Livorno, 23 novembre 2024 – Nel carcere di Livorno è stato rinvenuto uno dei cellulari più piccoli al mondo, grande appena 7 centimetri, a riportarlo è Rai News. Questo episodio evidenzia il persistente problema dell’introduzione illecita di dispositivi tecnologici nei penitenziari italiani, una questione che desta sempre maggiore preoccupazione tra le autorità penitenziarie.
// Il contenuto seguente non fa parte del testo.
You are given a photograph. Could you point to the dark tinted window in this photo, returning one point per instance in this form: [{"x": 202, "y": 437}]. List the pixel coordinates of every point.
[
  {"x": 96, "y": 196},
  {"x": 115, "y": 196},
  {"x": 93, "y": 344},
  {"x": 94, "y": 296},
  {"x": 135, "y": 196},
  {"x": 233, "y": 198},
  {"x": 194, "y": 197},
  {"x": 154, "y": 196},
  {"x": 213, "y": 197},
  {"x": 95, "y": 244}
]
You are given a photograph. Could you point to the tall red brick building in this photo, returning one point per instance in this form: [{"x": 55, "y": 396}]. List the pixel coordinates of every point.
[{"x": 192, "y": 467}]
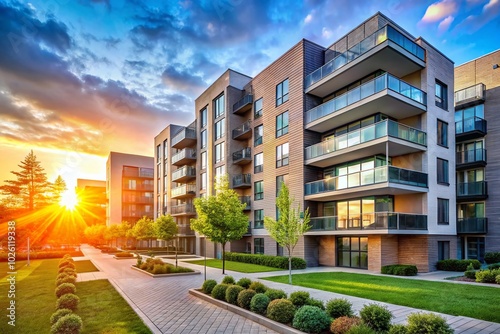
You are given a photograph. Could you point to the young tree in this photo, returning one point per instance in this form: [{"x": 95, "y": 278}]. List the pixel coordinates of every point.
[
  {"x": 289, "y": 227},
  {"x": 220, "y": 217}
]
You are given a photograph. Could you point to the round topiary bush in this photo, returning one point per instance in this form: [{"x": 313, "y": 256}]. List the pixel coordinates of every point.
[
  {"x": 299, "y": 298},
  {"x": 376, "y": 316},
  {"x": 342, "y": 325},
  {"x": 69, "y": 301},
  {"x": 59, "y": 314},
  {"x": 281, "y": 310},
  {"x": 219, "y": 291},
  {"x": 245, "y": 297},
  {"x": 64, "y": 289},
  {"x": 69, "y": 324},
  {"x": 311, "y": 319},
  {"x": 232, "y": 293},
  {"x": 244, "y": 282},
  {"x": 259, "y": 303},
  {"x": 208, "y": 286},
  {"x": 275, "y": 294},
  {"x": 427, "y": 323},
  {"x": 339, "y": 307}
]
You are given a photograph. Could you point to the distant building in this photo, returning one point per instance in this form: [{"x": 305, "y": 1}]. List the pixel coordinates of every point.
[{"x": 129, "y": 187}]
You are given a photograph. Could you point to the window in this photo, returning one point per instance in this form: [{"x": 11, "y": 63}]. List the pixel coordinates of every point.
[
  {"x": 282, "y": 92},
  {"x": 258, "y": 219},
  {"x": 219, "y": 106},
  {"x": 282, "y": 124},
  {"x": 441, "y": 95},
  {"x": 443, "y": 211},
  {"x": 442, "y": 171},
  {"x": 282, "y": 155},
  {"x": 442, "y": 134},
  {"x": 258, "y": 108},
  {"x": 258, "y": 135},
  {"x": 258, "y": 246},
  {"x": 258, "y": 163},
  {"x": 258, "y": 190},
  {"x": 220, "y": 128}
]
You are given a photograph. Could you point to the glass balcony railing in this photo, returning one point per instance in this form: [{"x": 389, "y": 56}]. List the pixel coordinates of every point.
[
  {"x": 368, "y": 177},
  {"x": 385, "y": 81},
  {"x": 385, "y": 33},
  {"x": 371, "y": 221},
  {"x": 366, "y": 134}
]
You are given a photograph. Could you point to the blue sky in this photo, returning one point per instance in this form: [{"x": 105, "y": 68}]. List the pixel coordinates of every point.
[{"x": 81, "y": 78}]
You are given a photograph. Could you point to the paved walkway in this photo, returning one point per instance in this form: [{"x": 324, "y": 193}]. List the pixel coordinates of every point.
[{"x": 166, "y": 307}]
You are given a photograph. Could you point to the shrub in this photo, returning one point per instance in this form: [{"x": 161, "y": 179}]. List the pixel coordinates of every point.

Secondo il Sindacato di Polizia Penitenziaria (Spp), la criminalità organizzata utilizza tecnologie avanzate, come droni, per recapitare cellulari direttamente all’interno delle celle. Parallelamente, le forze di polizia penitenziaria continuano a essere sprovviste degli strumenti adeguati per contrastare questo traffico. Il segretario generale del sindacato, Aldo Di Giacomo, sottolinea come questa situazione consenta ai detenuti di utilizzare i cellulari per impartire direttive ai propri complici all’esterno, proseguendo attività illecite. Tra le operazioni più gravi emerse dalle indagini, vi sono ordini impartiti dai boss mafiosi direttamente dalle celle, con cui si organizzano azioni criminali e richieste estorsive.
I dati raccolti dalle autorità mostrano una media di circa trenta cellulari rinvenuti ogni mese nelle carceri italiane. L’uso di dispositivi sempre più piccoli, difficili da individuare, rende il fenomeno ancora più insidioso. Inoltre, molti detenuti si avvalgono dell’insufficiente applicazione del decreto legge n. 130 del 2020, che punisce l’introduzione e la detenzione di telefoni in carcere con pene da uno a quattro anni. In molti casi, chi viene trovato in possesso di un cellulare non rischia ulteriori condanne, una situazione che incentiva il fenomeno.
L’episodio di Livorno richiama l’urgenza di dotare le carceri di tecnologie adeguate per contrastare intrusioni come quelle effettuate con droni, nonché per individuare e bloccare i dispositivi elettronici introdotti illegalmente.